Beat the Heat
This summer has already seen record breaking temperatures across the country. It’s crucial to know how to keep yourself cool, so here are some top tips for keeping cool as we move into the last part of the summer months.
Probably the most important tip of all...
1. Drink lots and lots of water
Water is key when your body is trying to maintain a regular temperature. Sweating is the way your body cools you down. You need to keep hydrating regularly throughout the day. Avoid sugary drinks.
2. Stay out of sun between during peak hours
The sun is the hottest between 11am and 2pm. This is the time that sunburns are most likely to happen. Limit the time you're in the sun during these hours, and you’ll limit your chances of overheating.
3. Dress appropriately
This can be one of the most important parts of your strategy to stay cool. Wear loose, breathable (think: cotton, linen, etc) clothing. Footwear is also important. Wear shoes that won’t leave your feet sweaty. Some other key parts to dressing for the heat: hats, and sunglasses. These both add a level of protection from the sun.
4. Fun tip —
Refrigerate or freeze your bedsheets
This sounds odd, but once you try this trick, you’ll wonder why you hadn’t tried it before. Place your bedsheets in your fridge or freezer for a half an hour before bedtime. Hint: think of the kids — and try this trick with their pajamas.
Be mindful — heat illnesses can be serious
Indoors or out the heat can sneak up on you. Be diligent at staying cool, and you should be fine. But to be safe, here’s information to keep in mind.
Heat exhaustion happens when you overload your body’s cooling system. It’s a culmination of overheating, dehydration, and other factors and it can cause a lot of problems. Heat exhaustion can manifest with extreme moods. People suffering from heat exhaustion can even become combative and confused.
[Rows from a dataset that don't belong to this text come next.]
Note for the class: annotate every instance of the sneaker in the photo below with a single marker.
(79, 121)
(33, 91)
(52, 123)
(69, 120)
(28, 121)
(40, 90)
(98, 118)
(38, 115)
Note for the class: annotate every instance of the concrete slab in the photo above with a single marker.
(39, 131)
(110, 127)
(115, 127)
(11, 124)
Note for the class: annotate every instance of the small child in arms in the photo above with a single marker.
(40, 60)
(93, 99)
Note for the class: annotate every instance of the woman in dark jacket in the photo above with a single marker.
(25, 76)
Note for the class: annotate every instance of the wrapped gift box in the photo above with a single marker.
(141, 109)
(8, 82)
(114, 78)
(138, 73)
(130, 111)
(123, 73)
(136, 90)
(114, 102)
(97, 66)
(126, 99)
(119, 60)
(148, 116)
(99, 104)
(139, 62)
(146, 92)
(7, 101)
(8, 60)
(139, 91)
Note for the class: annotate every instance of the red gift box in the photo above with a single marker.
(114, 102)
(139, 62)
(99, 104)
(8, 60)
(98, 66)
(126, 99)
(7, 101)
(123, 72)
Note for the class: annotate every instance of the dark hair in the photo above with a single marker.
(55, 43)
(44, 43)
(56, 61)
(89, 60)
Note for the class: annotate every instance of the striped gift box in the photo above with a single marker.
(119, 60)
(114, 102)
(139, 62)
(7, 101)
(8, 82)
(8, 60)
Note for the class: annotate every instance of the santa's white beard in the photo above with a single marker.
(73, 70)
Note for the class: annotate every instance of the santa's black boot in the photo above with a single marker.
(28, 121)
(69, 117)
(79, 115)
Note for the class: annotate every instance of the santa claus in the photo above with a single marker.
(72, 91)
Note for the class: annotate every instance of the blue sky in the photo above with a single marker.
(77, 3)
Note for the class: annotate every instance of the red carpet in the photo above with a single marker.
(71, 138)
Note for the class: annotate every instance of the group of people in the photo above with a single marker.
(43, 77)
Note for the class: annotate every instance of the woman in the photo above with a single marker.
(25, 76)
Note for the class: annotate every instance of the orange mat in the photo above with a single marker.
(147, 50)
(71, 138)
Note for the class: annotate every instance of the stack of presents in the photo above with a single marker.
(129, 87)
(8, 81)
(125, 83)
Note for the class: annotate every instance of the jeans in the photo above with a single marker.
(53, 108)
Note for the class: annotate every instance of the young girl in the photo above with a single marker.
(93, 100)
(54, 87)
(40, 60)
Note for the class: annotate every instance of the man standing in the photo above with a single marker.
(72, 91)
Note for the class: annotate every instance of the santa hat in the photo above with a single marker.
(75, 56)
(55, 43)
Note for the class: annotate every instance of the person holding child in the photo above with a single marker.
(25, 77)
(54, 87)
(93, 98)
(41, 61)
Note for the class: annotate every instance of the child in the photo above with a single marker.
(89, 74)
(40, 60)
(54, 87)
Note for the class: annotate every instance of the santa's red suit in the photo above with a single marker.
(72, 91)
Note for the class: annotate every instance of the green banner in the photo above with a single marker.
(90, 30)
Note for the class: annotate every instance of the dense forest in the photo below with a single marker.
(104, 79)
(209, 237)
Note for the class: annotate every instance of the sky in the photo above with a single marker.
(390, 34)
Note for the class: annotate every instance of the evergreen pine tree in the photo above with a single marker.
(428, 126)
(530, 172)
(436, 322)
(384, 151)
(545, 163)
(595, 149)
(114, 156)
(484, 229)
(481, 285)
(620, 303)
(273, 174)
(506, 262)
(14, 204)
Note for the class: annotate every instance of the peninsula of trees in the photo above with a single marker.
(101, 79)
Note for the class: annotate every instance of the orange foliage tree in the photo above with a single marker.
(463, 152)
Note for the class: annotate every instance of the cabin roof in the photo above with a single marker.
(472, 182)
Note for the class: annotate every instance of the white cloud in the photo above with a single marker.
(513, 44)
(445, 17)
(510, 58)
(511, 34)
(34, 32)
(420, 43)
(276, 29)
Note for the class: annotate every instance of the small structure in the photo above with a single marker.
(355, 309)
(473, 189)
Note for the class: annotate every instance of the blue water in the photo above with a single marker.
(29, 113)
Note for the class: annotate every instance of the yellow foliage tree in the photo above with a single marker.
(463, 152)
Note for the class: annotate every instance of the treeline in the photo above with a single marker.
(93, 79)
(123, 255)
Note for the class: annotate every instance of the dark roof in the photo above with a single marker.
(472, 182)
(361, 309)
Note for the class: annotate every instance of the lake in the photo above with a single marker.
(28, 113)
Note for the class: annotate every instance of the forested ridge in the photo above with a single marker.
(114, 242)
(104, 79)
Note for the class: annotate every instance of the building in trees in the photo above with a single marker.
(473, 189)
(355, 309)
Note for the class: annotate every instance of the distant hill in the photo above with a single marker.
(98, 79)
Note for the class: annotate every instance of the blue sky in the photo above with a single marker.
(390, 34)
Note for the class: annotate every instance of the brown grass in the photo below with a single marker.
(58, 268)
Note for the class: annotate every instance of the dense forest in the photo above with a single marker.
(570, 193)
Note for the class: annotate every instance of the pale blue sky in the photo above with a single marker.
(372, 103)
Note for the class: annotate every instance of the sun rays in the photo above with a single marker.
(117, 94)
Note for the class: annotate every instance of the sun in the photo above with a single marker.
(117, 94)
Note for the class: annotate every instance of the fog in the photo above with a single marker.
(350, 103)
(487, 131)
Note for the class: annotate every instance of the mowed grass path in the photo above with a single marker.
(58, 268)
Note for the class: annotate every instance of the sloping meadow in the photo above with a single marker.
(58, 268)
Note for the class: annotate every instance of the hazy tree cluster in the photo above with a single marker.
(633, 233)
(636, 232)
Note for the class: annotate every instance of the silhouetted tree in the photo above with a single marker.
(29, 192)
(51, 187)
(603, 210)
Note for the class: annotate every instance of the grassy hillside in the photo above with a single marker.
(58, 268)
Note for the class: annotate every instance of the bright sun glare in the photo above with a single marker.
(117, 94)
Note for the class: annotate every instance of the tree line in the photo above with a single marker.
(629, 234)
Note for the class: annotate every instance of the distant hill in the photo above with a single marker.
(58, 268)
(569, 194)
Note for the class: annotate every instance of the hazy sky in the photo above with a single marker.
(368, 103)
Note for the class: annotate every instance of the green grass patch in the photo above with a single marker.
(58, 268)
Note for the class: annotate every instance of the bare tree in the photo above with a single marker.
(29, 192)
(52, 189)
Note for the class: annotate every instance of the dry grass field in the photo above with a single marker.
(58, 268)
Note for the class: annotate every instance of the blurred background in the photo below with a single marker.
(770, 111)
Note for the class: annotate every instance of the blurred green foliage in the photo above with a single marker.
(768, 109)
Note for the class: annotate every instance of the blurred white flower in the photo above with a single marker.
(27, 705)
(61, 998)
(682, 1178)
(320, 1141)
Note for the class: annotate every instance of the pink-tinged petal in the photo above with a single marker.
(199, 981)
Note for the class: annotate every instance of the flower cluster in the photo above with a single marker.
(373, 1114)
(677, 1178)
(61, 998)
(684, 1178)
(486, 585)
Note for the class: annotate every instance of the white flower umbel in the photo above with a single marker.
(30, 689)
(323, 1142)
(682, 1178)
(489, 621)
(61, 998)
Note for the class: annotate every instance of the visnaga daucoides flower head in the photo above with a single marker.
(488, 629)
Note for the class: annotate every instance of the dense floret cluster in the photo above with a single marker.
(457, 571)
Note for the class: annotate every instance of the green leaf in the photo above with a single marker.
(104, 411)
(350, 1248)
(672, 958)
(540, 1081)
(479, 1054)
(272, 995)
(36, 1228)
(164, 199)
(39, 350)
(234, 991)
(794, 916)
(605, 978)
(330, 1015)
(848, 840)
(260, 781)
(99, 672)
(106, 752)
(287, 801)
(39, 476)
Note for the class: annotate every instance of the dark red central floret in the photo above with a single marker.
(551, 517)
Heatstroke is the next level after heat exhaustion. People suffering from heatstroke can be in serious danger, and immediate action is required. Signs of heatstroke can be hot, red skin, a rapid, strong pulse, and an extremely high body temperature (above 103 Fahrenheit). People will seem mentally checked out —they won't accept food or water. Sit them down in the shade, apply cool water-soaked fabric to all four of the major artery areas—groin, both armpits, and back of the neck—and get help immediately.
These are extreme outcomes of not staying cool. Being mindful to stay on top of the first 3 tips for staying cool, pay close attention to the young ones and the seniors around you.